Two years ago, a texting-while-driving ban was killed on the final night of Idaho’s legislative session, despite having won majority support in both houses, when then-Rep. Raul Labrador, now a congressman, used a parliamentary maneuver to require a two-thirds vote in the House. The bill got a 37-30 majority - not two-thirds.
Last year, Rep. Marv Hagedorn, R-Meridian, proposed compromise legislation he described as “truly a piece of sausage” that would have banned texting if it distracted the driver, but not if it didn’t; that didn’t pass.
“I think we’ve tripped over the details,” Carlson said. “There’s been a naysayer for every bill that’s been brought, including, as you might recall, AAA last year, because we were hoping for something a little bit stronger.”
Carlson, who is the lobbyist for the motorists’ group in Idaho, said his group is “shopping legislation right now” to ban texting while driving, and is hopeful that lawmakers will either sign on or come up with their own proposals.
The new poll is fodder for those arguments. Among 400 likely Idaho voters surveyed statewide Nov. 23-30, support was strongest for a simple ban on texting while driving; only 11 percent opposed that, and just 3 percent were undecided.
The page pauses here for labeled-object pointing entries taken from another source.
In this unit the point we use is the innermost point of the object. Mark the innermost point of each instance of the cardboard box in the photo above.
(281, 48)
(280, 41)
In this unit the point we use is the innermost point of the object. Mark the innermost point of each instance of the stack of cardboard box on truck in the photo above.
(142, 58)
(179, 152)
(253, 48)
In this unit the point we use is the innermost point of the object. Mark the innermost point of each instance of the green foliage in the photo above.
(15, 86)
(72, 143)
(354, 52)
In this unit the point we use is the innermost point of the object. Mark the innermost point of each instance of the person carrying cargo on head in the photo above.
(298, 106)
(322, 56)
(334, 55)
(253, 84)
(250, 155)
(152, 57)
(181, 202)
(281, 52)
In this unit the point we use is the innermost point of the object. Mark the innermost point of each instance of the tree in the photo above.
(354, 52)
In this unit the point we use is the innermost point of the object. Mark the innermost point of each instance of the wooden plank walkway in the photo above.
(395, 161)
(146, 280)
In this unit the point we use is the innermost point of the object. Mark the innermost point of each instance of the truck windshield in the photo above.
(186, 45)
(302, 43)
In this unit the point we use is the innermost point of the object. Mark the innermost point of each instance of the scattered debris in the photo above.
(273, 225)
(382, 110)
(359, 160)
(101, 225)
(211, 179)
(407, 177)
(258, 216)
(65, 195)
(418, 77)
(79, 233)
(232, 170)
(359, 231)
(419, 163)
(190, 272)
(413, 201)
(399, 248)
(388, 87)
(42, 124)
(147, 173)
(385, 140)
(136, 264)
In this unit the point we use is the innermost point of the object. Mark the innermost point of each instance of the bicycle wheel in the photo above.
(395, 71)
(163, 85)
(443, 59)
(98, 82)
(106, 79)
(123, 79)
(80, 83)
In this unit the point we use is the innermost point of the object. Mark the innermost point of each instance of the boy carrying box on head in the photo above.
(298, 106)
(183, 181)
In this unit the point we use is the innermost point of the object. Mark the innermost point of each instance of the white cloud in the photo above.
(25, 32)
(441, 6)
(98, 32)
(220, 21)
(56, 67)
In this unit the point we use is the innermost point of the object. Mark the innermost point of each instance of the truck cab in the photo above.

Next-most popular, at 79 percent support, was an enhanced penalty for moving violations while using a cell phone or other electronic device.
Support fell to 59 percent for a ban on using a cell phone for any purpose while driving.
The poll had a margin of error of plus or minus 5 percent.
AAA also asked about two other issues in its poll: Eliminating state funding for driver training in schools, which 84 percent opposed; and raising gas taxes or registration fees to fund transportation improvements, which only 38 percent supported.
Hammond said, “That doesn’t surprise me a bit, because quite frankly, every time you and I fill up our gas tanks it kinda hurts, so to add to that pain with an additional gas tax right now just doesn’t seem to make sense.”